THC breathalyzers might be coming sooner than you had originally thought. It seems that scientists at the National Institutes of Standards and Technology (NIST) may have come up with a way to accurately test THC levels in motorists suspected for driving while high. Obviously cops can’t make you take a urine test or a blood test when they have you pulled over, so it’s been very difficult for them to nab people for driving stoned. THC is detectable in your pee for up to four weeks, after all! You could have smoked a bowl that morning and been charged with a DUI!
A THC Breathalyzer is Inevitable
Since cannabis legalization started spreading across the US, tech companies have been racing each other to be the first to come up with an accurate THC breathalyzer. It’s been quite the struggle for them, simply because of the nature of THC. THC breathalyzers would work a little bit differently than one used for alcohol. Booze molecules are not as complex as THC molecules, and are therefore easier to accurately detect. Researchers think that they’ve found a way by to detect THC through testing the vapor pressure.

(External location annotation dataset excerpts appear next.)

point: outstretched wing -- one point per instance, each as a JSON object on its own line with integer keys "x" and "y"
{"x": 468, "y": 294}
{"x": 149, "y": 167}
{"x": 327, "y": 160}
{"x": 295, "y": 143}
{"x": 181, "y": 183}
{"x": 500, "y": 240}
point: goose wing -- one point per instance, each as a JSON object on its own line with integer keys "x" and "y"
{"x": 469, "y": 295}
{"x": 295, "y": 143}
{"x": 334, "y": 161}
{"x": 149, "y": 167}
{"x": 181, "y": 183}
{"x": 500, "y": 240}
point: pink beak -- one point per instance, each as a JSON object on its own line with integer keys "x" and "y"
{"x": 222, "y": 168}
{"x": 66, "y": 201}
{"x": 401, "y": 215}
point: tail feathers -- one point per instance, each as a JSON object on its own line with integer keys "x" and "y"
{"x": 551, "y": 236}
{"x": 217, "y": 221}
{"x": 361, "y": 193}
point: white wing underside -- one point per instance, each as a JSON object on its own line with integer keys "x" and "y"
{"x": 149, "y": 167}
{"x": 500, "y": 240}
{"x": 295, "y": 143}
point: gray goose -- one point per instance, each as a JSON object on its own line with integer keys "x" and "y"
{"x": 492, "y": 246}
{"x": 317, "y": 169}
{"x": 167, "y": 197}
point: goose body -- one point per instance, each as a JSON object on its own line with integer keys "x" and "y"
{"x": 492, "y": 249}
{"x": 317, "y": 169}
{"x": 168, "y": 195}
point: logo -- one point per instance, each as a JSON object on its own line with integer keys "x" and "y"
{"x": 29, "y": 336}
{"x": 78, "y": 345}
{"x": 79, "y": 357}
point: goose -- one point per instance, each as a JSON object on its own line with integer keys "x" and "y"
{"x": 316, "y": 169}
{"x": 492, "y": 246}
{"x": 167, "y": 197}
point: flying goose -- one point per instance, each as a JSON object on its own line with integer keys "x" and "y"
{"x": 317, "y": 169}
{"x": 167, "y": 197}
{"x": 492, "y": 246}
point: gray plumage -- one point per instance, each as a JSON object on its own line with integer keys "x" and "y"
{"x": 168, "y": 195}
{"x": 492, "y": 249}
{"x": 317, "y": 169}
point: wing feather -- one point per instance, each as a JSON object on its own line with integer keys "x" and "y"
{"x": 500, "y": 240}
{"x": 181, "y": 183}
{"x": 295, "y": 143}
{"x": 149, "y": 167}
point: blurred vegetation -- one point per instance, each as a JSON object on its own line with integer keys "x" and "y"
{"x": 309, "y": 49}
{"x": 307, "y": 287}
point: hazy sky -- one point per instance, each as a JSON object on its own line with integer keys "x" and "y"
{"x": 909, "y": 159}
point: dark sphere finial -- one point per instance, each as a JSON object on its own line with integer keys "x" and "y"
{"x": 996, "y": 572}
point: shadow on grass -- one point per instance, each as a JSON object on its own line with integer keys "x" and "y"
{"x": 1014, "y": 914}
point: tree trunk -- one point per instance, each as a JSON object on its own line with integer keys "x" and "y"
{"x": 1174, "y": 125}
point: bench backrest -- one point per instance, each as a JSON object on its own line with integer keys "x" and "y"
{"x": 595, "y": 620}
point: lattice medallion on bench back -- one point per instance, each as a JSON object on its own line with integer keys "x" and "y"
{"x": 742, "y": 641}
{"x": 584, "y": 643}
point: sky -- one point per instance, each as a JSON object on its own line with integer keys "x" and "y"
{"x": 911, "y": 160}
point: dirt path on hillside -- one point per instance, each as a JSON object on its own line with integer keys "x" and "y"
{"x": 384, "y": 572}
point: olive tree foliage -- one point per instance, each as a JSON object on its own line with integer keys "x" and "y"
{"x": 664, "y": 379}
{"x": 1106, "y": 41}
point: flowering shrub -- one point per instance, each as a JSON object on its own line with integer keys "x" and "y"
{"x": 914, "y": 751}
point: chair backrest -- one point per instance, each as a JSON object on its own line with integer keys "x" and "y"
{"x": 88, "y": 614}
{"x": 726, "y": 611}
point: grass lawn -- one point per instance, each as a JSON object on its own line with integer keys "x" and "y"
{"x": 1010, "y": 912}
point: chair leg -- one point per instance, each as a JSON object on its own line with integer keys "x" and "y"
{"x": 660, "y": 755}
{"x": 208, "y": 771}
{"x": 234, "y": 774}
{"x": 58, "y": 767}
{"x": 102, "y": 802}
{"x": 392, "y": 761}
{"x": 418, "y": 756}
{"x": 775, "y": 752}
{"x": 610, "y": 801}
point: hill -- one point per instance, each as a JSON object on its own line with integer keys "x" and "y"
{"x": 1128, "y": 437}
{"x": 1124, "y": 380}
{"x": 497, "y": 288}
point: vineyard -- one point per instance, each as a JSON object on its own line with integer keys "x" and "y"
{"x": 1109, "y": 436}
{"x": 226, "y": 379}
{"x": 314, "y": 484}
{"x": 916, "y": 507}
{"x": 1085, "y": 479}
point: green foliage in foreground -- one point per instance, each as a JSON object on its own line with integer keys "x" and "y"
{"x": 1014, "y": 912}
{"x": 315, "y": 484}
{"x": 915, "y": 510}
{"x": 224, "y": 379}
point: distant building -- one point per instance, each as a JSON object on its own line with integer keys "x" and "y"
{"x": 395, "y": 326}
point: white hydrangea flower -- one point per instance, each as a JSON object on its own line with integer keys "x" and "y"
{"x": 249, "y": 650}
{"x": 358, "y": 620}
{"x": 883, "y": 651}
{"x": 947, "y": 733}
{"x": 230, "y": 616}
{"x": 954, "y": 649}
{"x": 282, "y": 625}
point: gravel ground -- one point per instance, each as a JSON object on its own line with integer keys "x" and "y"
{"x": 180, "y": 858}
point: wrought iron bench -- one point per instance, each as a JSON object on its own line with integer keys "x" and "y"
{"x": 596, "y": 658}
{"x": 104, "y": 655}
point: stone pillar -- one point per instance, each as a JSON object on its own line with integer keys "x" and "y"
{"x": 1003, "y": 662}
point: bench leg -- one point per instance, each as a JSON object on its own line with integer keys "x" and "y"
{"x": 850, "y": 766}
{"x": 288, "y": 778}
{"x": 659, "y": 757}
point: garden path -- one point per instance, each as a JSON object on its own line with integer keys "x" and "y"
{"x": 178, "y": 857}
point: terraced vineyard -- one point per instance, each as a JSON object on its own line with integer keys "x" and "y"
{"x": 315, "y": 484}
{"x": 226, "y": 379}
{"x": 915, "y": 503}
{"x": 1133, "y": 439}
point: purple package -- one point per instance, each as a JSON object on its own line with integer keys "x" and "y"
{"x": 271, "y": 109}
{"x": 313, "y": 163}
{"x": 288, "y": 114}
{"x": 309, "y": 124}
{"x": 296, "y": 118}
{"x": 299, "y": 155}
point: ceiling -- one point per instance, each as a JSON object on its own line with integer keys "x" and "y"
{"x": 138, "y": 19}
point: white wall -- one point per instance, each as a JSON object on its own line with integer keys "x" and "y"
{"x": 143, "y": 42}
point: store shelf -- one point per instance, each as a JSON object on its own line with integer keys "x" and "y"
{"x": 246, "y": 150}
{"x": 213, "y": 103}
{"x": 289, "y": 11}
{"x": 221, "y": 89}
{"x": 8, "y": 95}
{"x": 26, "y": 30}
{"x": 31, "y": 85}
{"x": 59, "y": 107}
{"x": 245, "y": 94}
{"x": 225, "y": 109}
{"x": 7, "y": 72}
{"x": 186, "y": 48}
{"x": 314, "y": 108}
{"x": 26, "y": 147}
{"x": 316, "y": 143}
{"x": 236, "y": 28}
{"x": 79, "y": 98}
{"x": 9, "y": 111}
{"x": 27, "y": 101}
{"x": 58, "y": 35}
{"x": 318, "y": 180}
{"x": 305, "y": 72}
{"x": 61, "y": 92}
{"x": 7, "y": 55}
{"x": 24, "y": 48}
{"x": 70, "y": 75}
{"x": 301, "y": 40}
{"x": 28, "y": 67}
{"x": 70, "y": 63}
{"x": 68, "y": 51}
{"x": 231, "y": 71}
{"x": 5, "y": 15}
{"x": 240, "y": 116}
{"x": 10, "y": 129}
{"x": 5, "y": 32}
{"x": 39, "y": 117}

Why Alcohol Breathalyzers Won’t Work
I’m sure you’ve smelled alcohol on someone’s breath before. The reason why the smell of booze on someone’s breath is so strong is because of the high vapor pressure. Tara Lovestead, the lead author of the NIST study explains it as such, “Vapor pressure describes how a compound behaves when it transition from a liquid to a gas. That’s what happens in your lungs when a molecule leaves the blood to be exhaled in your breath. So if you want to accurately measure blood levels based on breath, you need to know the vapor pressure.” THC molecules are larger than alcohol molecules and also tend to stick together, which makes the vapor pressure of THC molecules much lower.
One Might Be Coming Soon
The NIST team found a way to detect THC molecules using something called PLOT-cryo (porous layer open tubular cryogenic absorption) technology, which is much more sensitive. PLOT-cryo technology freezes THC molecules and separates them from your breath. The technology is so sensitive that it can even identify the smallest THC molecules. The team is working to form standards of measurement, but the issue is that there are no standards yet for determining if someone is too stoned to drive. Still, we are one step closer to seeing THC breathalyzers.